Having a shitty day.
Mom showed up at the store and did one of her idiotic executive decisions, as if she had any clue of what, actually, was going on. We quit.
Completely, utterly, we are DONE. I'm so done it's sinful. Moreover, I couldn't care less anymore.
So at the moment, we're at home, we're cleaning out our crap. We still have to do the same with the crap we have at the store. It's really a shame, because the Discovery Channel was contacting us yesterday to start the process of seeking permission to film in the store, and Mom won't have a chance in hell at figuring out how to do it. The store will probably fold.
But you know what, I'm tired. I'm honestly just tired. I can't take being told anymore that I'm a waste of human life, I can't stand hearing how I 'never do anything' when I do more than Mom ever dreamed of. I have put my life into this business for over 15 years. I have put the vast majority of our own personal funds into the store. The year Dad died, we put about twenty-five thousand dollars into the store - all that we had - to keep it afloat and to pay bills. And my mom doesn't believe that we did it, and in fact has accused me of -stealing- from the store in recent months, claiming that I'm just robbing her blind. So be it. She can believe as she wants. I just don't give a damn anymore.
Three and a half years since my dad died. I think we gave it the good ol' college try.
Of course, now here I am, 35 years old with a 15-year old kid and a 40-year-old husband, trying to pick up the residue of our lives and start over with absolutely nothing. Will we? Hell yeah, of course we will. We'll survive. We're like fucking cockroaches.
But I'm very empty today. I just... don't have it in me to care anymore. All of my real, close family is dead, with the exception of my mother and my little brother, both of whom apparently hate me, and my older brother, who's mentally retarded.
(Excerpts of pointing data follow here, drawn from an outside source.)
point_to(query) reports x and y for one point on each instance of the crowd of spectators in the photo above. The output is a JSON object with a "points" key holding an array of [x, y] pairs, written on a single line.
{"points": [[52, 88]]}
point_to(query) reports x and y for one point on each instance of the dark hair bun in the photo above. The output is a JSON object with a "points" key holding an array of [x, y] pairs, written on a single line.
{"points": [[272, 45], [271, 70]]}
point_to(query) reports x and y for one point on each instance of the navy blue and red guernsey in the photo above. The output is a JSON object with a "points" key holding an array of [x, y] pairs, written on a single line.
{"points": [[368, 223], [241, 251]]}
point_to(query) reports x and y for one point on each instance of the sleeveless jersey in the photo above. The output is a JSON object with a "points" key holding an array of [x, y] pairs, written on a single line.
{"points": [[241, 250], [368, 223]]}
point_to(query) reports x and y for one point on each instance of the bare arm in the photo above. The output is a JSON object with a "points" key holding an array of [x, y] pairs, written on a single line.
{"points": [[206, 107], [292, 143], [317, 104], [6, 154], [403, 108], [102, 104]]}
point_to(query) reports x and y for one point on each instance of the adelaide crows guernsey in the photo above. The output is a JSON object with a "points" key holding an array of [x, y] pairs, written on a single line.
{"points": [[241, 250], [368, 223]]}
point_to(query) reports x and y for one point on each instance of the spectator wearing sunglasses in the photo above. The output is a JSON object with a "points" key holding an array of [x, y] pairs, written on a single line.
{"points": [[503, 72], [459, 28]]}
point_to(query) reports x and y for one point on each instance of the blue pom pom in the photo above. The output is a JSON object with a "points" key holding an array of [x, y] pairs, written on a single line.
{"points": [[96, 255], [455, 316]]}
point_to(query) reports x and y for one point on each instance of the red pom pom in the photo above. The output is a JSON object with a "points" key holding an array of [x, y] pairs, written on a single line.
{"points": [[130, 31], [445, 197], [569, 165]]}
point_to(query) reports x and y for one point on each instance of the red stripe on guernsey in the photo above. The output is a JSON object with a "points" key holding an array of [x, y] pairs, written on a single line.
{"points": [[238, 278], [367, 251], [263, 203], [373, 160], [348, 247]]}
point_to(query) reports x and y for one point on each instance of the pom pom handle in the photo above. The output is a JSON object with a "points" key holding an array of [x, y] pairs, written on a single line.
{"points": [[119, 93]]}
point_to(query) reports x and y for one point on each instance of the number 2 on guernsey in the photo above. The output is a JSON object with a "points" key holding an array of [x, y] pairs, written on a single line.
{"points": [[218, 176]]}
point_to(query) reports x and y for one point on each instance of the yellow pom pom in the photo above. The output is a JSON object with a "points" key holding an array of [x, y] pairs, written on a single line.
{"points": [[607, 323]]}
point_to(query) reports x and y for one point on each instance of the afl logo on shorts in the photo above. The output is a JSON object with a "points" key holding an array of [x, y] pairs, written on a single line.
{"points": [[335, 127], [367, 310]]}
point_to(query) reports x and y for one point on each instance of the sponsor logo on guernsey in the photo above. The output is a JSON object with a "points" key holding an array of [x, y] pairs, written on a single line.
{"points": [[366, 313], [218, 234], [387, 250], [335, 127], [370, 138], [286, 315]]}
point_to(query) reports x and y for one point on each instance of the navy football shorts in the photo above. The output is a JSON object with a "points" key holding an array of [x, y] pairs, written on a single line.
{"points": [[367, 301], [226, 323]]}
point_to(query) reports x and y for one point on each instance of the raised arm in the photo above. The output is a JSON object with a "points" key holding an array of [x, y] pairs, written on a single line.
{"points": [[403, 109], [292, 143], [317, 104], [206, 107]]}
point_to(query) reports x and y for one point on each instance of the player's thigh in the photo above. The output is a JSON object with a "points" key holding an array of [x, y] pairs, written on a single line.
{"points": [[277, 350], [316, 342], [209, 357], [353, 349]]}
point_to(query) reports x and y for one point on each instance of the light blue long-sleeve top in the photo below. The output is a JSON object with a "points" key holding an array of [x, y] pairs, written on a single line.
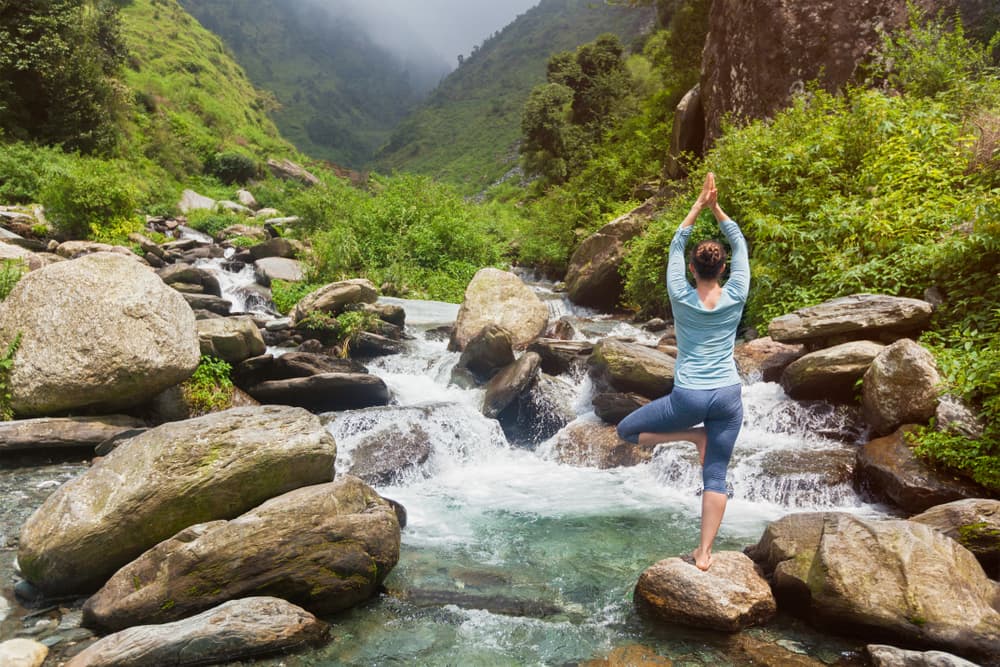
{"points": [[706, 337]]}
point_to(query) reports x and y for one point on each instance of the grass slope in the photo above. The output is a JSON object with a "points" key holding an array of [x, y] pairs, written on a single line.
{"points": [[466, 132]]}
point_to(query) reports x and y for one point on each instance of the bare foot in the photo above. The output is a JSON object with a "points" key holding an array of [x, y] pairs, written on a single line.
{"points": [[702, 560]]}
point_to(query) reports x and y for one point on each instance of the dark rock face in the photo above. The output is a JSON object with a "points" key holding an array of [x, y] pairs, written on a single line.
{"points": [[888, 470], [593, 278]]}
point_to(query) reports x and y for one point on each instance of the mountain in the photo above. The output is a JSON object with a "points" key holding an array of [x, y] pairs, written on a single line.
{"points": [[340, 93], [466, 131]]}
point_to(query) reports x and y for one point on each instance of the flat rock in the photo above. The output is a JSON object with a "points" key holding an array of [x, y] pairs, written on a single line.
{"points": [[326, 548], [59, 432], [241, 629], [730, 596], [166, 479]]}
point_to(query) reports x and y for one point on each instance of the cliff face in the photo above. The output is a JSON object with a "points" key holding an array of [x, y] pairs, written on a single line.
{"points": [[759, 52]]}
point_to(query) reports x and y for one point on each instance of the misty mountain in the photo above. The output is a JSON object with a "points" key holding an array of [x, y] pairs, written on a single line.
{"points": [[341, 90]]}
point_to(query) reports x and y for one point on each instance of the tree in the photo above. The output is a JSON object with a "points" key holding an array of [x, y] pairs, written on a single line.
{"points": [[58, 72]]}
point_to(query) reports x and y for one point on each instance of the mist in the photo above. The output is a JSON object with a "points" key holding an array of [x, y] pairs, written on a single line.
{"points": [[428, 32]]}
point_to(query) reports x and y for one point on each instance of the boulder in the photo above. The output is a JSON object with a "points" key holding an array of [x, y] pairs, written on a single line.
{"points": [[597, 445], [290, 171], [333, 298], [561, 356], [593, 278], [325, 392], [231, 338], [856, 317], [269, 269], [625, 367], [974, 523], [59, 432], [164, 480], [487, 352], [913, 583], [241, 629], [613, 407], [888, 470], [192, 201], [900, 387], [500, 298], [100, 333], [688, 135], [387, 456], [22, 653], [882, 655], [510, 383], [730, 596], [326, 548], [764, 359], [830, 373]]}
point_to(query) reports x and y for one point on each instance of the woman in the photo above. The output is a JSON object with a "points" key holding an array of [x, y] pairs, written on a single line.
{"points": [[706, 382]]}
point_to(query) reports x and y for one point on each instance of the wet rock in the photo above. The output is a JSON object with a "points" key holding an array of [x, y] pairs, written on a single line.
{"points": [[613, 407], [856, 317], [510, 383], [241, 629], [324, 392], [60, 432], [386, 457], [930, 590], [763, 359], [166, 479], [587, 443], [326, 548], [593, 278], [831, 373], [900, 387], [231, 338], [625, 367], [974, 523], [560, 357], [487, 352], [101, 333], [500, 298], [882, 655], [333, 298], [730, 596], [888, 470]]}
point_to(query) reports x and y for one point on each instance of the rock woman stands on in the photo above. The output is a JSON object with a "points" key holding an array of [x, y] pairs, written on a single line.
{"points": [[706, 382]]}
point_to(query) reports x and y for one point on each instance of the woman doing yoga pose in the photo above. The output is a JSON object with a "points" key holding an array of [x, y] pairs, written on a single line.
{"points": [[706, 382]]}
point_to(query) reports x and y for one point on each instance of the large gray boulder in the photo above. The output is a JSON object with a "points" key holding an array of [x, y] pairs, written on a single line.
{"points": [[888, 470], [231, 338], [100, 333], [912, 582], [830, 373], [325, 547], [166, 479], [63, 432], [900, 387], [856, 317], [332, 299], [593, 278], [730, 596], [241, 629], [500, 298], [974, 523], [631, 368]]}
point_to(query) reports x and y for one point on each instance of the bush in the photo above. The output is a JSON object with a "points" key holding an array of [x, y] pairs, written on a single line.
{"points": [[93, 198]]}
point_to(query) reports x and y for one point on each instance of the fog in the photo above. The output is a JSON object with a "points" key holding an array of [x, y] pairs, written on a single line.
{"points": [[429, 30]]}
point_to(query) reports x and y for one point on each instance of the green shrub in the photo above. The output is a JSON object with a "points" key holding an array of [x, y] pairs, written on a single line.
{"points": [[93, 198], [210, 389]]}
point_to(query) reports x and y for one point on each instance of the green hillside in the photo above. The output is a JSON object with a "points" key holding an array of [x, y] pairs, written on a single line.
{"points": [[466, 132], [340, 94]]}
My uncle and my dad were points of sanity (despite my uncle's addiction to alcohol and my father's addiction to work) - they held us together. They're gone. And so, like them, I'll be gone. The difference is that I'll still be alive.
I'll likely not be online a whole hell of a lot for a little while. I mean, I'll be here, sometimes. I'll login to get my email. But I have to find a new home, a new job, start a new existence. If I'm having a midlife crisis, this'd be it, and realistically, it's something that likely should've happened years ago.
I remember saying I'd never work for my father again, when I was a teenager, and saying that all that working for my father would come to would be grief. In some ways, yes, I was right. But in others, I had a blast. It was the business I enjoyed, it was the way of life I enjoyed. And I'm sorry to see that go away. The problem is that it was, in the end, all illusory. If my father had been alive, it'd be mine. He died. So it's not, because my mother grabs onto everything around her with both hands and, with words of hatred, tells the world to fuck off.
This time, she succeeded. I'm fucking off.